The AUD/USD pair fell during the session as the risk appetite of the markets fell on the whole. The end of the session saw a little bit of a bounce in this market, and the resulting candle is a pseudo-hammer. The bounce came off of the 38.1% Fibonacci level, and this action suggests that we may be seeing a windup to continue the trend higher.
The level that we bounced from is also in the neighborhood of 1.05, and this shows the power of the “round number” in this pair as well. The market looks like a sizeable amount of buying stepped into the arena at that level, and this would suggest that a continuation of the uptrend is about to happen. The pair certainly has been strong lately, and this most recent pullback appears to be just that – a pullback.
The 1.04 level below is massive as far as our perspective is concerned. The level is where the market broke out to the upside from the ascending triangle back in January. This move projected a run to the 1.12 level, and this is a target that we still believe in. The breaking below 1.04 would change our minds, but we think it will be very difficult for the bears to overcome this level as there should be plenty of people that want to get involved at that level.

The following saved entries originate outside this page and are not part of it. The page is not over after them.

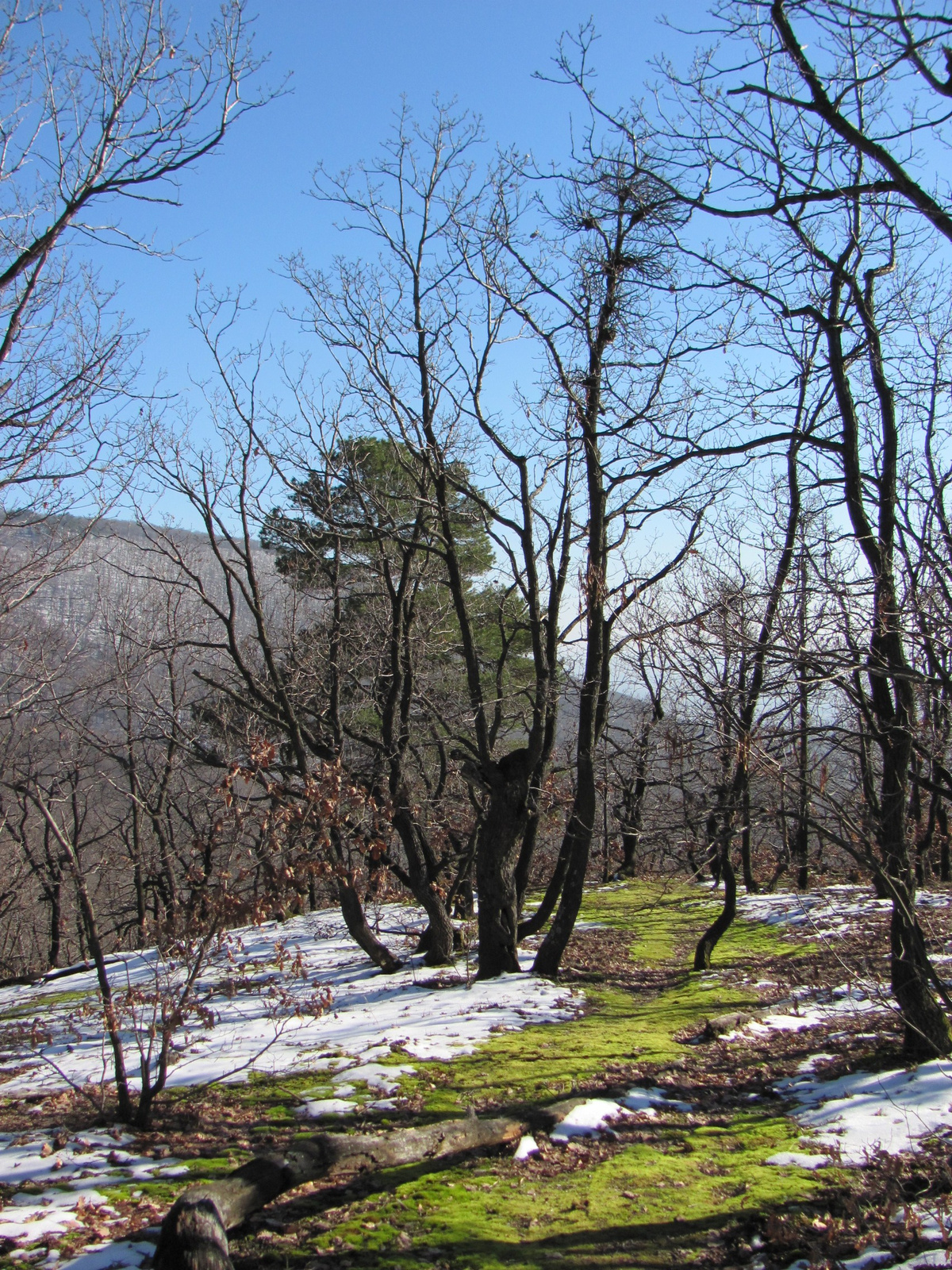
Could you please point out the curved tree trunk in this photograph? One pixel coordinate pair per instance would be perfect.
(194, 1232)
(359, 931)
(535, 924)
(708, 940)
(497, 852)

The 50% Fibonacci level is just under that handle as well, so this will prove to be doubly supportive. This market is in an uptrend by all means, and as a result we only buy this pair. The commodity trade will continue to fuel this pair as long as it is in vogue, and the gold markets are of particular interest as the correlation between it and this pair is very high. As long as there is interest in gold, this pair will be buoyant on the margin.
The pair is a buy for us on a break of the top of the Monday highs. If the market moves lower than the Monday range, we are willing to wait and see if we get the supportive price action we want to buy closer to the 1.04 level. We aren’t selling yet.